There's one other possibility nobody else has mentioned yet - what if nobody else was around to even hear the scream? What if someone heard it, but nobody knew they heard it and they couldn't be called as a witness?
Rapists don't only use threats to stop the victim screaming, but they tend to choose areas where there's nobody around to hear.
In any case, that biblical rule is obsolete - it was formulated in a time when cities were vastly smaller than they are now, when there was little ambient noise to drown things out, and when communities were very much more close-knit - in other words, it is far, far less likely that screaming for help today would either be heard over the everyday din of mechanised society, or would attract anyone inclined to help - an unfortunate side-effect of the increasing densities and mobilities of populations today is an increased estrangement from the overall surrounding society, leaving less moral imperative for community support.
What many nostalgists tend to view as a noble altruism in ancient, pre-industrial societies ("People didn't even have to lock their doors in the good old days", etc) is more likely an unconscious manifestation of support for one's own social group, simply because in smaller, static settlements with simpler, mutually dependent economies, any random person needing help is very much more likely to be known personally to you. Today, the reverse is true; any randomly selected person about you in public is overwhelmingly likely to be a total stranger and, unfortunately, even modern human beings, who might even support altruism in principle, still have a very strong evolved instinct to be wary and suspicious of strangers. Ironically, this mistrust of unknown persons is self-validating, since one is probably justified in being wary and suspicious of another human being as long as it is a guarantee that they also have this inbuilt reaction to encountering you.

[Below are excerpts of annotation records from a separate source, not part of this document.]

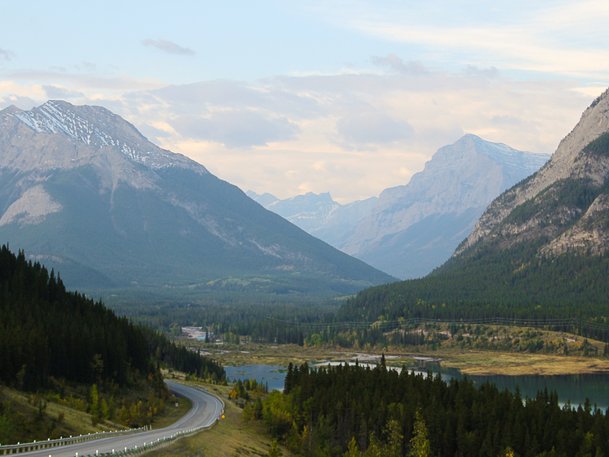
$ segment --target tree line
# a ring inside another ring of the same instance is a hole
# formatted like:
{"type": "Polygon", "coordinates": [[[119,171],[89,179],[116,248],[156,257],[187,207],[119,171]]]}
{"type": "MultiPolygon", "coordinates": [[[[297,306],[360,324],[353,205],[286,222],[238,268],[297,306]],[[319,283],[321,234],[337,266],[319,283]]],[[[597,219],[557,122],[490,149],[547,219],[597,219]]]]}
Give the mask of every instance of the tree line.
{"type": "Polygon", "coordinates": [[[5,245],[0,249],[0,380],[23,390],[49,388],[52,377],[133,384],[158,372],[155,362],[224,374],[215,362],[117,316],[100,300],[66,290],[54,271],[5,245]]]}
{"type": "Polygon", "coordinates": [[[488,383],[355,365],[288,368],[263,403],[273,436],[305,456],[609,455],[609,415],[555,392],[521,398],[488,383]]]}

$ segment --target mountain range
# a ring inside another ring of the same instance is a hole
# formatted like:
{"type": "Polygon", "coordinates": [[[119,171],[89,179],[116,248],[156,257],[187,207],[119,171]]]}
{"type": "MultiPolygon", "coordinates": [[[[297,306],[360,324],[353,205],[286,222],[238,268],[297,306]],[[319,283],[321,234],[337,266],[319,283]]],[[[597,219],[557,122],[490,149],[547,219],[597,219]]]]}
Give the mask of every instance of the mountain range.
{"type": "Polygon", "coordinates": [[[108,110],[0,111],[0,240],[69,287],[352,293],[393,278],[108,110]]]}
{"type": "Polygon", "coordinates": [[[327,193],[285,200],[247,193],[311,235],[406,279],[448,259],[493,199],[549,158],[468,134],[438,149],[407,184],[385,189],[378,199],[340,205],[327,193]]]}
{"type": "Polygon", "coordinates": [[[495,199],[432,274],[357,294],[341,317],[607,322],[609,90],[538,171],[495,199]]]}

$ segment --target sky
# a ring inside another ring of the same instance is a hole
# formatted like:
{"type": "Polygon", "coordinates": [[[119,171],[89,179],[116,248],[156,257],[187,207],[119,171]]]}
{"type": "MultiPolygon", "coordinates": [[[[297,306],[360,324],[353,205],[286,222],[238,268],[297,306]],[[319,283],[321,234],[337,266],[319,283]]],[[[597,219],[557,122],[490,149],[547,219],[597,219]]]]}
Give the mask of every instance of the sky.
{"type": "Polygon", "coordinates": [[[345,204],[465,133],[552,153],[609,87],[607,0],[0,0],[0,109],[99,105],[244,191],[345,204]]]}

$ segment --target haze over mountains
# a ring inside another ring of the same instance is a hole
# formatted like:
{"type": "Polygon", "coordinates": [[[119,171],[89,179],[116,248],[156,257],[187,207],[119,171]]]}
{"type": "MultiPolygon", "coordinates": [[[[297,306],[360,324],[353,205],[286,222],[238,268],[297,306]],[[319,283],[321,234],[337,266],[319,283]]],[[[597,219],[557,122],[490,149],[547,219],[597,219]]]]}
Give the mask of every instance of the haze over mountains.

It's a reverse chicken-and-egg problem: which can we get rid of first, the cause or the effect that necessitates the cause?
I can't remember where I was going with this, so I'll sum up: 1. Humanity still has a long way to go before we can really claim to be better than instinctive animals in a great many respects, and 2. The biblical law quoted in the original text is stupid and obsolete when one attempts to apply it to modern society. It is a perfect demonstration that dogmatic regression to more primitive social systems and laws, from some perceived golden age, is not a useful way to respond to the new problems arising from the progress of human society, even if they do resemble problems that the antiquated laws were formerly able to deal with.